Effect of dNTP concentration on DNA-dependent DNA polymerization activity for lentiviral RT proteins. The primer extension reactions were conducted with the RT enzymes described except (A) 40-mer DNA template encoding the same sequence as the RNA template used in Figure 1 and (B) 48-mer DNA template encoding conserved HIV-1 PBS under the same reaction condition described in Figure 1. (C) Scheme explaining potential mechanistic ties between K values of RT enzymes from lentiviruses encoding or non-encoding Vpx and cellular dNTP pools modulated by SAMHD1 and Vpx in macrophages.

Terminally differentiated macrophages, which permanently lack chromosomal DNA replication, harbor extremely low dNTP concentrations [2], and host SAMHD1 protein, which is a dNTPase expressed at high levels specifically in nondividing cells, contributes to the dearth of dNTPs in macrophages [11]. Therefore, viruses that replicate and synthesize DNA in macrophages encounter the selective pressure generated from low dNTP availability during viral replication. We previously reported that HIV-1 RT has a uniquely low K value for dNTP substrates compared to RTs of other retroviruses that exclusively infect dividing cells such as oncoretroviruses (i.e. MuLV RT) [23,24]. It was postulated that this low K value and the ability to efficiently synthesize DNA at low dNTP concentrations could be an evolutionary outcome of the selective pressure of low dNTP concentration found in macrophages. However, other lentiviruses such as HIV-2 and many SIV strains overcome the low dNTP selective pressure by using another mechanism: they encode Vpx that counteracts the SAMHD1 mediated low dNTP availability by elevating dNTP levels and enables these lentiviruses to replicate in high dNTP environments in the nondividing target cell types [13].

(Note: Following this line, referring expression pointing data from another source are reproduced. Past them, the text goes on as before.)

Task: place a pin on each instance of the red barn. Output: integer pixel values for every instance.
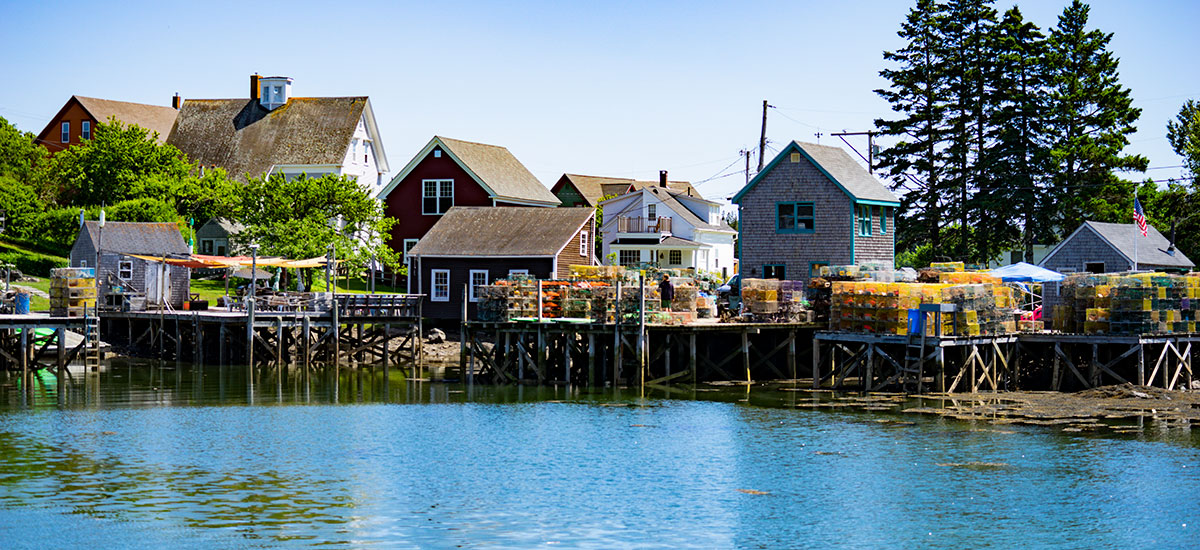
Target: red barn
(454, 173)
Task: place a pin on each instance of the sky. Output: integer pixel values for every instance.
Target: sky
(610, 88)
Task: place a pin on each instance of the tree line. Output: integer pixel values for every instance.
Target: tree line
(1007, 135)
(125, 171)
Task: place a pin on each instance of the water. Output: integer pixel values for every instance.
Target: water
(210, 458)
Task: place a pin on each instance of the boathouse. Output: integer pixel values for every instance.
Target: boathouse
(477, 245)
(814, 205)
(162, 285)
(1111, 247)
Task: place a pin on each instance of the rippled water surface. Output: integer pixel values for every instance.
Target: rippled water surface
(222, 458)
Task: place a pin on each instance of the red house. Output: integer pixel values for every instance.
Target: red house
(73, 123)
(454, 173)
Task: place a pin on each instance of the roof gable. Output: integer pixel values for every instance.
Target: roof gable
(851, 178)
(139, 238)
(513, 231)
(1125, 238)
(246, 139)
(492, 167)
(154, 118)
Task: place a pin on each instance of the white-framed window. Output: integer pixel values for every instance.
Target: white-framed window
(437, 196)
(478, 279)
(441, 285)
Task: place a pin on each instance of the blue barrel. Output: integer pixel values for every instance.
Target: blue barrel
(22, 303)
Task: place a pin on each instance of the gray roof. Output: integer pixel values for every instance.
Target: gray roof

Indeed, when we conducted the most extensive enzyme kinetic analysis ever reported with 18 lentiviral RT proteins, the data show that the K values of the Vpx containing lentivirus RTs, particularly SIV RTs, significantly vary, unlike the K values of HIV-1 RT enzymes, which are consistently low and close to the low dNTP concentration found in nondividing cells. As illustrated in Figure 3C, lentiviruses expressing Vpx, which counteracts the role of SAMHD1 providing a high dNTP environment and removing the selective pressure, may have higher K values because they replicate in environments with higher substrate concentrations. Moreover, the catalytic efficiency of RTs from HIV-1 lacking Vpx is significantly increased compared with RTs of HIV-2 or SIV coding for Vpx. Overall, this extensive enzymological study with a total of 18 lentivirus RT enzymes supports a close mechanistic tie between lentivirus RT kinetics and cellular dNTP availability which is regulated by the Vpx-SAMHD1 network in nondividing viral target cells. Future studies will attempt to identify key residues by sequence alignment that contribute to these differences in steady-state kinetics.